Le Musée d’Art Moderne de la ville de Paris accueille jusqu’au 17 février sa rétrospective « L’art en guerre, France (1938-1947) ». L’exposition retrace le chemin parcouru par ceux qui ont usé de l’angoisse de la Seconde Guerre Mondiale, pour défendre la création artistique.
L’ART ANGOISSÉ
Si le contexte historique s’inscrit dans une France persécutée et dans l’émergence de la dictature hitlérienne, les artistes n’en restent pas moins ignorants – et encore moins indifférents -. Salvador Dalí, Marcel Duchamp, Joan Miró, Max Ernst ou encore Marc Chagall vont appliquer les prémices du surréalisme dès 1938. Leur technique en peinture est souvent sombre, tourmentée, comme une sorte de lavis juxtaposés qui dessinent l’angoisse de l’époque.
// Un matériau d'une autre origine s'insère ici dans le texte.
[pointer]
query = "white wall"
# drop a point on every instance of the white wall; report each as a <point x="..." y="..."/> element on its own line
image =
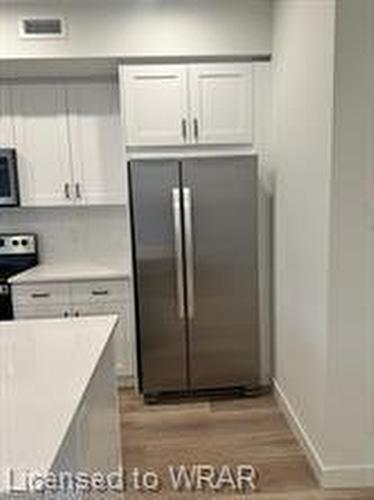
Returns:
<point x="303" y="113"/>
<point x="141" y="28"/>
<point x="350" y="389"/>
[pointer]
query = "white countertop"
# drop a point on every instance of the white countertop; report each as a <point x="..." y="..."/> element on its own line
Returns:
<point x="77" y="271"/>
<point x="45" y="368"/>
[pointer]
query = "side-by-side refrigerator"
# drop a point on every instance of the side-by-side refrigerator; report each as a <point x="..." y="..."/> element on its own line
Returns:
<point x="196" y="273"/>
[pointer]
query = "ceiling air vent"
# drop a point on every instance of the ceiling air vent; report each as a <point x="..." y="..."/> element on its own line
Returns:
<point x="42" y="27"/>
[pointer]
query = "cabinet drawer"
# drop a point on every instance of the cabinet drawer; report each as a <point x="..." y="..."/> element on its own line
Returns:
<point x="41" y="311"/>
<point x="43" y="293"/>
<point x="99" y="292"/>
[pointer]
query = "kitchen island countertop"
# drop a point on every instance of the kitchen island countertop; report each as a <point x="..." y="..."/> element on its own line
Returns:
<point x="45" y="369"/>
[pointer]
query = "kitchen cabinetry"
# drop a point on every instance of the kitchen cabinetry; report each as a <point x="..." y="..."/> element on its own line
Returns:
<point x="93" y="298"/>
<point x="188" y="104"/>
<point x="156" y="106"/>
<point x="68" y="144"/>
<point x="221" y="103"/>
<point x="42" y="141"/>
<point x="95" y="138"/>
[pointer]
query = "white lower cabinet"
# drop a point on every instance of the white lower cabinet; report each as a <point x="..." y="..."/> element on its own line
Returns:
<point x="94" y="298"/>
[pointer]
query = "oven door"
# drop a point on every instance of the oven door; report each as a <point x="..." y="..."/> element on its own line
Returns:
<point x="9" y="194"/>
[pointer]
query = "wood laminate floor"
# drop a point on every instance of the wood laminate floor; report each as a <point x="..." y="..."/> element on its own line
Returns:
<point x="226" y="432"/>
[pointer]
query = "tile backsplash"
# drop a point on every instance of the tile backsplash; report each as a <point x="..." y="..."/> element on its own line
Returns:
<point x="95" y="234"/>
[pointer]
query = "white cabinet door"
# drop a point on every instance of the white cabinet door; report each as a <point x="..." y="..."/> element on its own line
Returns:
<point x="42" y="143"/>
<point x="94" y="122"/>
<point x="156" y="105"/>
<point x="6" y="120"/>
<point x="221" y="103"/>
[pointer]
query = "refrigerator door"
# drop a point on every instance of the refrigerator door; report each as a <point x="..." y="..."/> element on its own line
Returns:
<point x="157" y="228"/>
<point x="220" y="216"/>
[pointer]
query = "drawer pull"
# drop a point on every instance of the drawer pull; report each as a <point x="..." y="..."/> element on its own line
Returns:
<point x="40" y="295"/>
<point x="100" y="292"/>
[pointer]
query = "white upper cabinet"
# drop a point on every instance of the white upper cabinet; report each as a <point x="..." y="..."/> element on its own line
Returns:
<point x="6" y="122"/>
<point x="156" y="105"/>
<point x="95" y="136"/>
<point x="173" y="105"/>
<point x="68" y="142"/>
<point x="42" y="142"/>
<point x="221" y="103"/>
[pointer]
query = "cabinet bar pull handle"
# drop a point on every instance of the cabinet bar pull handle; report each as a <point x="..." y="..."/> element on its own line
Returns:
<point x="100" y="292"/>
<point x="40" y="295"/>
<point x="196" y="128"/>
<point x="67" y="190"/>
<point x="78" y="193"/>
<point x="184" y="129"/>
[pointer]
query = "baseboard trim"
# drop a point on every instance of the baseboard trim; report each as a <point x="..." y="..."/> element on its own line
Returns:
<point x="329" y="477"/>
<point x="299" y="432"/>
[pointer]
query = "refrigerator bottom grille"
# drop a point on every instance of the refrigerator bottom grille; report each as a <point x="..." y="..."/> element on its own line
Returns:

Sous la persécution des juifs, de la double propagande nazie et vichyste, la jeunesse et les médias sont atteints par la vague de terreur qui gagne la France et ses pays limitrophes. « Travail, Famille, Patrie » est la devise annoncée par le maréchal Pétain, qu’on glorifie à l’époque en peinture ou sur des drapeaux tissés dans les manufactures. Une situation politique qui flirte avec un despotisme plus qu’équivoque, et qui pousse les artistes à la censure et l’autocensure de leurs œuvres. Les tableaux des grands maîtres de la Renaissance comme Rubens ou De Vinci sont cachés dans les châteaux de la Loire pour échapper à la destruction, alors qu’Hitler affirme sa volonté de domination et refuse la tradition classique.
Seul éclat de lumière dans l’obscurité artistique de la Seconde Guerre Mondiale, l’exposition « Vingt Jeunes Peintres de la Tradition Française » investit la Galerie Braun de Paris, en 1941. Première manifestation d’une peinture avant-gardiste, elle résiste à l’idéologie antisémite et totalitaire ; les formes figuratives s’estompent dans une abstraction qui rogne les visages, les corps et les natures mortes. Des personnages se distinguent de la masse et donnent une nouvelle impulsion au cubisme comme André Fougeron, et bien évidemment Picasso qui en fera son leitmotiv.
PICASSO RÉSISTE
Après le refus de sa demande de nationalité française, Picasso s’établit dans son atelier Rue des Grands Augustins. Pendant l’occupation nazie, sa création prend la forme d’une résistance, et se consacre au style cubiste. La fragmentation des corps représentés, comme celui du fameux portrait Femme assise dans un fauteuil (1941), rend compte de la destruction de la guerre et de ses ravages ; la rupture dans l’image s’effectue par l’utilisation des couleurs et accompagne l’agressivité de ses traits, qui retranscrivent une période dure et en pleine déconstruction.
La technique artistique de Picasso est mise au service du bon vouloir sémantique, et son talent influencera nombre de ses homologues, notamment son ami Georges Braque.
L’ART LIBÉRÉ
Après la libération de l’Alsace, Joseph Steib peint plusieurs tableaux, humiliant à son tour le régime nazi. Ses œuvres qui intègreront l’exposition « Le Salon des Rêves » sont des caricatures d’Hitler, qui ironisent le portrait du führer et détournent le symbole de la croix gammée. Le Conquérant (1942) et La Dernière Scène (1943) – une parodie de La Cène de De Vinci – sont les plus représentatives, et annoncent déjà un souffle de décompression pour la création artistique.
La libération de la France se fait surtout ressentir au Salon d’Automne en 1944 qui approuve l’élan de modernité de certains peintres comme Picasso. L’abstraction est à l’honneur pendant la période de reconstruction, et les normes imposées par les dirigeants de l’époque ne contraignent plus l’art ; après cinq années d’absence d’œuvres dans les musées, celles-ci sont rapatriées par les PTT en 1946, notamment au Louvre. Une sorte de regain de confiance pour le pays, qui depuis, ne lésine pas sur l’art contemporain et novateur.